Transwestern, based in Houston and expanding nationally, has targeted Boston as a market where it wants to establish a major presence. Last fall, it acquired RBJ, and this week, it brought on managing SVP Patrick to run its newly launched local property management division. (Ryan Dempster didn't feel like doing it.) Patrick runs offices, labs, and life science properties in Boston, Cambridge, and the ‘burbs, and way back, started his career working in the HVAC biz for 12 years.
Vintage buildings are distinguished by fine details (like 50 Congress St, above, which Transwestern/RBJ is already managing) and call for special expertise to re-fit with modern systems. A more current but still seasoned building, the John Hancock Tower—which Patrick managed for another firm—has many custom systems, like an elevator that travels up to 1,600 feet/minute. It requires extensive, careful upkeep and there are only a few suppliers that can provide the service required, he says.

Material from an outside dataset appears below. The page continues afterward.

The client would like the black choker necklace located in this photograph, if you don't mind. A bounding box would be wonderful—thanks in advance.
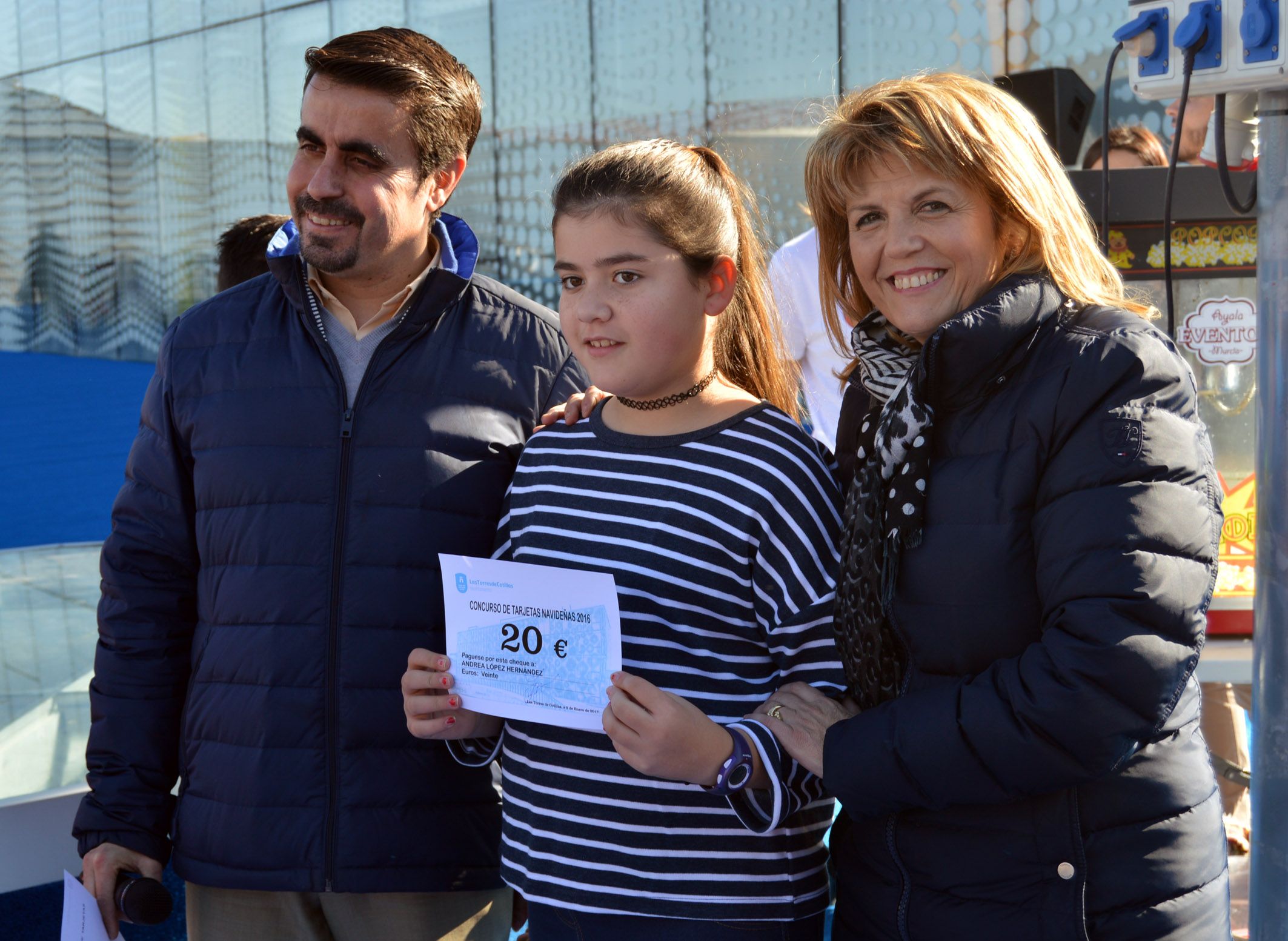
[617,370,716,411]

Colleagues Nora Capraro and Alyse Garner know that taking on a new building usually means no major capital projects for the first 10 years. So during development, the property manager must participate in the design and commissioning of all systems so they get to know every aspect of the structure, Patrick says, especially as building systems have become increasingly complex. But as construction costs rise and developers lower floor-to-ceiling heights to produce more rentable space (and make it easier to retrieve lost balloons), there’s less room in ceilings to fit the growing number of pipes and ducts. If not installed with maintenance in mind, a repair team may have to remove an entire ceiling to reach one piece of equipment.
Complying with Boston’s new environmental report card (instituted last month) is good for the planet and for business, so property management team member Caitlin Smith may work with VP of marketing Mark Roberts to spread the word about a super green property. But managing labs presents a whole different challenge since they use huge amounts of energy for air handling and waste water management. Beyond the buildings, there's are also the financial reporting and tenant relationships to manage, he says.